WOn Fri, 10 Mar 2017, moeller0 wrote:
... would be quite thankful if you could elaboarte a bit more how much
measurable good-put one can expect from typical wifi.
In this case, I didn't realize that he was using a AP and device that were
both supporting two streams, I thought he was using basic 802.11n (which I
believe only supports one stream), so if it should have supported 2, it was a
little low, as he saw when he switched to a different device, but not
unreasonable.
The problem with predicting good-put is that there are just so many variables.
Just looking at airtime useage at high data rates and you will see that the wifi
headers per timeslot overwelm the data transport.
IIRC, you have to transmit somewhere around 8K of packets to equal the airtime
used by the overhead, so transmitting 8K takes twice the airtime of transmitting
64 bytes
When you are doing a speed test, you are transmitting a lot of data in one
direction, and only acks in the other direction, each ack that gets transmitted
separately eats up a lot of airtime that could be used by data, so the ability
of the endpoint OS to thin out acks and batch them makes a huge difference. As
do details of the wifi drivers and buffering in the endpoint.

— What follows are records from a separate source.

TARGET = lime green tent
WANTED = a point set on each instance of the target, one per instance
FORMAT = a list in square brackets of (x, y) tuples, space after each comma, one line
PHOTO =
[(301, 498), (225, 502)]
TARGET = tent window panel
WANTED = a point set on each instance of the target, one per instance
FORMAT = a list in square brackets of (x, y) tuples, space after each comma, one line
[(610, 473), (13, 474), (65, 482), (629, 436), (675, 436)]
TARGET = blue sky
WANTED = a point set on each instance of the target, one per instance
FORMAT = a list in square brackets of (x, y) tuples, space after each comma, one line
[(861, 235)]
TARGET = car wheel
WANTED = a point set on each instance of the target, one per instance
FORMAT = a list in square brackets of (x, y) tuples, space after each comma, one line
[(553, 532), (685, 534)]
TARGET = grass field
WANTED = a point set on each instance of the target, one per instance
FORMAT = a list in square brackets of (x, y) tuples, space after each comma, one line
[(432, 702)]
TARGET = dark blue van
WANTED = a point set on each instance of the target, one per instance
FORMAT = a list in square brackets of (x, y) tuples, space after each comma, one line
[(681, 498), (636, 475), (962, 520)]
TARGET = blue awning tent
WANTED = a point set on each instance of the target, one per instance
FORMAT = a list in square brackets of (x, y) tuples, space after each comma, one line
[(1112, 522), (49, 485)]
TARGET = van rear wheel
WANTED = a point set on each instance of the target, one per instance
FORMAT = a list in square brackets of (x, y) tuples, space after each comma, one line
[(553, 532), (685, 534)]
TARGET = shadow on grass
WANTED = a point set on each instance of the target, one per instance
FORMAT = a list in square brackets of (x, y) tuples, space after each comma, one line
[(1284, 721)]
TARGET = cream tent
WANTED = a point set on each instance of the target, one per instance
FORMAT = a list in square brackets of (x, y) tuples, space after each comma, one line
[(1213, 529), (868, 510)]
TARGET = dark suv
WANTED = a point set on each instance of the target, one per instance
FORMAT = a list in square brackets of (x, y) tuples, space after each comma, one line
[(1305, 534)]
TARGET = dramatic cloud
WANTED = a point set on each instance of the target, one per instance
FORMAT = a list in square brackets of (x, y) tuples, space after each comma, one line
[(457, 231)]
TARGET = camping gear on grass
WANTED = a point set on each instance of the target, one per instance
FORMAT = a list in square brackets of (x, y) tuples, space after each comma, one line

If you add bufferbloat monitoring to a raw speed test, you are sending
additional packets to measure the latency, and that can have a huge effect on
the number of transmit slots the endpoint needs to use.
Because of this, even a trickle of other data on the wifi network can have a
significant effect on the measured speed. If you have devices that are
generating any broadcast traffic (Alexa looking for devices to manage, DNLA
servers advertising themselves, many IoT things, etc), that can eat up valuable
transmission slots that are now not available for your speed tests[1].
One of the recent improvements in LEDE is the introduction of Airtime Fairness
into the ath10k drivers. This prevents any one station from hogging too much
airtime. This does wonders at limiting the damage that can be done by a single
small station[2]. But a side effect of this is that it will tend to put a lower
limit on the size of any single data transmission. I believe that I've seen that
some drivers would send up to 96K of data in a single transmission (up to 64k
1500 byte packets), and this will be trimmed down a bit, slightly lowering
good-put, but greatly improving latency.
An additional factor is that wifi tries really hard to play nice with other
stations. When a station is preparing to transmit, it checks to see if the
channel is clear or if something else is transmitting. As a result of this, even
a weak station that's transmitting on a channel you are using can eat an airtime
slot, even if you are right next to the AP and have an overwelmingly powerful
signal[3]
The delays that you can suffer on wifi will look like bufferbloat to soemthing
like dslreports. As a result, you should really do your bufferbloat tests
separately from wifi tests.
Because of all these things, wifi good-put can easily swing by far more than the
15% difference noted here without you having any idea why (unless you are doing
detailed captures of the RF environment at both the AP and the endpoint and then
analyze them carefully), unless you happen to be out in the boonies where you
don't have anyone else around
doing wifi speed tests is good for comparing different wifi configs (different
channels, different antennas, etc. But unless your connection is very bad, it's
not really going to tell you much about the bufferbloat in your wired devices.
I really wish I had a good way of predicing good-put, but mostly it boils down
to 'wifi is worse than you ever imagined', most of the numbers that people are
concerned about are not that unreasonable, they may be able to be improved, but
unless you do a RF analysis, or show that a different combination works much
better in that area, unless you are using multiple channels or -ac with multiple
streams, good-put in ballpark of 40Mb/s in a speed test isn't shabby
David Lang
[1] This is a really good argument for routing between 2.4G, 5G, and wired
subnets instead of bridging them. Most IoT things still tend to be 2.4G only
[2] prior to this, Linux would try to send the same amount of data to each
station, and if one is 1000x slower than the others, it wold get 1000x the
airtime. With these changes, they all get roughly equal airtime so the station
that's 1000x slower will get 1000x less data throughput instead. And in high-end
-ac environment, the difference between the fastest and the slowest station can
literally be 1000x, but even in 802.11n setups you can get to 100x
[3] This has the perverse effect that if you have better antennas on your AP,
your throughput will decrease because it is better at hearing unrelated stations
in your area. Sometimes just putting something metal between your AP and the
direction of an interfering station can greatly improve conditions for both
groups. Similarly, going to wider channels means that there are more things out
there that can clobber you, so unless you are in a fairly quiet RF enviornment,
and have only a small number of stations, you are probably better off using more
APs, each on a single channel, than using wider channels.